In contrast to this, some industries are highly focused on compliance-based testing. This is where standards, checklists and simple “yes/no” or “go/no-go” tests are the driver. This conflicts with several aspects of security testing:

  • Checklists/schedules are often drawn up ahead of testing starting, which does not allow for open-ended testing.
  • Security is rarely on or off – it is a sliding scale. A tester identifies a vulnerability; the business must determine the risk and act on this. Checklists do not allow subtle distinctions to be made.

Compliance-based testing is particularly common in industries where safety is a primary driver, or where regulation is strong. This includes automotive, maritime, and chemical industries.

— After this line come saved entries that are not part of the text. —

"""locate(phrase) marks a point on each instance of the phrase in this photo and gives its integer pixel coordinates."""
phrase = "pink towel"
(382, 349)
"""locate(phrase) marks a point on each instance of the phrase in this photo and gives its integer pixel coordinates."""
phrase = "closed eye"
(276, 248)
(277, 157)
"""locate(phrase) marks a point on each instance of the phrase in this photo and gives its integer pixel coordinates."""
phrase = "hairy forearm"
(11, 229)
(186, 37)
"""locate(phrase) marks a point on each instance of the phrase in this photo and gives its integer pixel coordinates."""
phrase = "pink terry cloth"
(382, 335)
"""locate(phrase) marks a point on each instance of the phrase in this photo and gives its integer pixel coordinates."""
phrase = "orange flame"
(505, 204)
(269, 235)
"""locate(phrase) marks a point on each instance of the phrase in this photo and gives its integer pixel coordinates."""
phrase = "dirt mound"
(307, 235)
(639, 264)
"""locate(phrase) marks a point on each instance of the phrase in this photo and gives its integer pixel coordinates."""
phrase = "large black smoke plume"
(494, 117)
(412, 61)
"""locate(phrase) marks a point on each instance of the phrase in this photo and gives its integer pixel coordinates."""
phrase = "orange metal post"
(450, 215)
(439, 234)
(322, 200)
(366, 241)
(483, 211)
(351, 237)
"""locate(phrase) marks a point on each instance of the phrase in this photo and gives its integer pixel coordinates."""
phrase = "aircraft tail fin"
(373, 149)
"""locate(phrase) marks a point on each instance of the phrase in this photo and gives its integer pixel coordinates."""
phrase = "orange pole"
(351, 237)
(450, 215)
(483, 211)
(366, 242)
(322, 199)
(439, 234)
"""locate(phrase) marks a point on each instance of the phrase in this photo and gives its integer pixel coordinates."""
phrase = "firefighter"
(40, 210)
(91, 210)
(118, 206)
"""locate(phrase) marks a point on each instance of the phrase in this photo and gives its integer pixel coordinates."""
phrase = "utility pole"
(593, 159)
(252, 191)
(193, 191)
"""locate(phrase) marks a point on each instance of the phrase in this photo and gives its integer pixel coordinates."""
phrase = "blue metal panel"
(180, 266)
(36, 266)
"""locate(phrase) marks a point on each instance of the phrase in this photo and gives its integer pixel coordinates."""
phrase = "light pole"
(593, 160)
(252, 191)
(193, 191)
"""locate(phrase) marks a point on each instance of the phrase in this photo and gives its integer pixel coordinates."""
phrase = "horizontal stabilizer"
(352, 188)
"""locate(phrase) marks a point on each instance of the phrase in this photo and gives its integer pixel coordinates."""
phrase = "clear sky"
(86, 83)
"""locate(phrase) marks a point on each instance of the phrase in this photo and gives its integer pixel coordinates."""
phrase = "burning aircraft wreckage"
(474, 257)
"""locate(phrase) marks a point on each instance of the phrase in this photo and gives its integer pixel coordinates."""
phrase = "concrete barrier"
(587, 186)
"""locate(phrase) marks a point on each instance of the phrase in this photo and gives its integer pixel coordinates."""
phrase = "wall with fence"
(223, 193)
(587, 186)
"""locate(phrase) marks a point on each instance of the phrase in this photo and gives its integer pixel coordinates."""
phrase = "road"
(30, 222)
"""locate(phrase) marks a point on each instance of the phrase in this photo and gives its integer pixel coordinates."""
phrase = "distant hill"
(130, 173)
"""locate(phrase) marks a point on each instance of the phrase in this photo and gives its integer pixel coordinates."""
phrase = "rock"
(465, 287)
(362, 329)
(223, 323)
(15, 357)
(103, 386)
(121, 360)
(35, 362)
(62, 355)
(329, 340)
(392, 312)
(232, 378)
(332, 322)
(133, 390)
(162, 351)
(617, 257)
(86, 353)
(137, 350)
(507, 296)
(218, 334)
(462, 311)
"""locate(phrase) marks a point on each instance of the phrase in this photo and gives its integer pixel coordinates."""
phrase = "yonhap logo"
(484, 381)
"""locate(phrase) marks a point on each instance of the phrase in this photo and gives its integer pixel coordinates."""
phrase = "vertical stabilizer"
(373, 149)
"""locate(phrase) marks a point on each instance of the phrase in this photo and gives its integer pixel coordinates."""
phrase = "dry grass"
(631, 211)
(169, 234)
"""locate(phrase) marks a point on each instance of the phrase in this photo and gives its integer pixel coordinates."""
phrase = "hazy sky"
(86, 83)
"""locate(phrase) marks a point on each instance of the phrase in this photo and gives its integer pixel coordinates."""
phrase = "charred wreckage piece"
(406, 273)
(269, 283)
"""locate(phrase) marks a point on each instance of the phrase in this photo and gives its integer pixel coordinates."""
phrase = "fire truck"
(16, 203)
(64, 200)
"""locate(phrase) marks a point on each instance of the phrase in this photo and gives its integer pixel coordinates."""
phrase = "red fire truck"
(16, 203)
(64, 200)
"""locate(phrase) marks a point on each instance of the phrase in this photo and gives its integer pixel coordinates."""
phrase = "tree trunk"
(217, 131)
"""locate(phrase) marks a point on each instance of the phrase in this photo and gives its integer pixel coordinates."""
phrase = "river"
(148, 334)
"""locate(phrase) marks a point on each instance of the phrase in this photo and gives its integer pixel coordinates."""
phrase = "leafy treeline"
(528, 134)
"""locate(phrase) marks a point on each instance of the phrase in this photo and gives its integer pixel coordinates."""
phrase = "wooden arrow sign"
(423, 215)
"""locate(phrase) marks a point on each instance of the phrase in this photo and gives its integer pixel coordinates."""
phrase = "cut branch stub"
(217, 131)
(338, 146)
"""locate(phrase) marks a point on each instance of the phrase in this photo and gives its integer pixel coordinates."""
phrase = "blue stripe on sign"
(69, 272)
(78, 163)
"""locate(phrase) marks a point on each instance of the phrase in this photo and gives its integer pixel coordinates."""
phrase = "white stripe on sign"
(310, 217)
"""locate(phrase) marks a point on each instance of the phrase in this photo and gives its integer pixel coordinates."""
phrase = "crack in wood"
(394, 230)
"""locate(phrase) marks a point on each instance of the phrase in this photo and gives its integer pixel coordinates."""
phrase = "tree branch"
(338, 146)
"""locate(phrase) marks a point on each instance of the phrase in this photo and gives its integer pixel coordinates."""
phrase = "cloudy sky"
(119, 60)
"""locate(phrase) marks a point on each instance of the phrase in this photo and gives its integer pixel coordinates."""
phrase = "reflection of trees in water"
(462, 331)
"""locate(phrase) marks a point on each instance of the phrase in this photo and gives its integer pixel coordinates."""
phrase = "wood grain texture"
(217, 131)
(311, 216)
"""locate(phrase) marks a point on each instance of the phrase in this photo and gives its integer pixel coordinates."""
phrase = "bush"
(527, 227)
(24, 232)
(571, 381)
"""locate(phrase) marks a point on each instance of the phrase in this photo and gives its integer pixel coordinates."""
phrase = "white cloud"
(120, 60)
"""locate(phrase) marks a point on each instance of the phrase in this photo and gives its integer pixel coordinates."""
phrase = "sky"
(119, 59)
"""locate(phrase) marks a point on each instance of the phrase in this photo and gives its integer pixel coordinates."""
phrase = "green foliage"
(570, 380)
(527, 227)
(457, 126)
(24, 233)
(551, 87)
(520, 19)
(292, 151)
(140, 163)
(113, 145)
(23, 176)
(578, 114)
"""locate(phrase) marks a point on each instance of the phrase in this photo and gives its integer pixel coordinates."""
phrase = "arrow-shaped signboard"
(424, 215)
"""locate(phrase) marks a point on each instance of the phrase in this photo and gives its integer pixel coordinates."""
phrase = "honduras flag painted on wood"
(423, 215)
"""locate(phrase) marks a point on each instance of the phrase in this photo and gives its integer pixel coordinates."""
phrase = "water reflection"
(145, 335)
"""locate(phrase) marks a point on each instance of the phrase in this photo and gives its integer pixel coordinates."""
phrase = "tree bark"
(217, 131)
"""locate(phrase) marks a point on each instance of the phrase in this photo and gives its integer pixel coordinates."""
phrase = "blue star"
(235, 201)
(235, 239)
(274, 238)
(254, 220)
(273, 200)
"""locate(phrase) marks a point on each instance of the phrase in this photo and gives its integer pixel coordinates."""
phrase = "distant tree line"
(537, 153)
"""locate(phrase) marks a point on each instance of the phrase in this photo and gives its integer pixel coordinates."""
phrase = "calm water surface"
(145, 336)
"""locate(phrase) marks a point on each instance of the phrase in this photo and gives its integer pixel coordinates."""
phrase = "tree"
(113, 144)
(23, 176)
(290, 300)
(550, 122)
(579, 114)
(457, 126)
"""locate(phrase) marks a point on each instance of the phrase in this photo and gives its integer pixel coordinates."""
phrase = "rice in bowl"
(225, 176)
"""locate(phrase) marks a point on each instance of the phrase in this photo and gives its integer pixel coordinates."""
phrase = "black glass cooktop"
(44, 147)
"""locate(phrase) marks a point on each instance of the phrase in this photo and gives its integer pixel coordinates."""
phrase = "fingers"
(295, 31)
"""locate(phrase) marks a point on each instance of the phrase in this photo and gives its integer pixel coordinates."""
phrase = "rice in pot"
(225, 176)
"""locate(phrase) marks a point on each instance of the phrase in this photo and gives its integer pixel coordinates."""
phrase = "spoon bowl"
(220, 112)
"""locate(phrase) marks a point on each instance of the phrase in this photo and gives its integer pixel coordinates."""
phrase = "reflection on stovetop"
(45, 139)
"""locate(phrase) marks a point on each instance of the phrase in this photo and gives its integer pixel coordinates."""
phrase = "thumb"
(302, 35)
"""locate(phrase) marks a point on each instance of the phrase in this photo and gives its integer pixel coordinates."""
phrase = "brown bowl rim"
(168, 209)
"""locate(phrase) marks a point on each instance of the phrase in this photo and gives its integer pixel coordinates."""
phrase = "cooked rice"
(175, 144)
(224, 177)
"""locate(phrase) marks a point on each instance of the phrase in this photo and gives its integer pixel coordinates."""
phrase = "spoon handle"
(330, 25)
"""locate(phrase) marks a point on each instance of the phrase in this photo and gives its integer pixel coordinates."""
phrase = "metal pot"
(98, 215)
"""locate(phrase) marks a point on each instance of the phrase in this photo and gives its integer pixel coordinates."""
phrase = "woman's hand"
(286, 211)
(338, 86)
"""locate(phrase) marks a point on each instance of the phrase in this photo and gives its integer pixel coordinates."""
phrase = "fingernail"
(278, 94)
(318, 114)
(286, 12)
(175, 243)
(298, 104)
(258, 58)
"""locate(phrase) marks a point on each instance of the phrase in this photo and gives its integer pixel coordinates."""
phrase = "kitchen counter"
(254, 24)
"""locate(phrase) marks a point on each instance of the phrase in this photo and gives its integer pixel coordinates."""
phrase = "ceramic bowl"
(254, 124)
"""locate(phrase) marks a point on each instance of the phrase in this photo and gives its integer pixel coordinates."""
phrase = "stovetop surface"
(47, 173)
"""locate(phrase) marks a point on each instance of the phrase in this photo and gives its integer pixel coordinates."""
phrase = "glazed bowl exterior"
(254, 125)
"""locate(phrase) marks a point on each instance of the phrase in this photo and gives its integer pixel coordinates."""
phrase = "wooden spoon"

There are several examples of this type of testing going wrong:

  • Inappropriate tests – for example, tests for Bluetooth Low Energy on a system that only supports Bluetooth Classic.
  • Impossible to meet schedules – a test schedule is drawn up based on obtaining root access to a device, which is not given. As a result, an entire test would be taken up trying to obtain access and not performing the tests.
  • Constraining tests – checklists are often based on previous testing of older generations of a device, or similar classes of device. This result in tests for vulnerabilities that existed in other devices being applied, even when they are not appropriate. For example, performing a review of a Linux system on a Windows CE based IVI.

It is recommended that open-ended testing is used on all systems. Good customer communication means that the coverage is acceptable, and the direction testing taken appropriate.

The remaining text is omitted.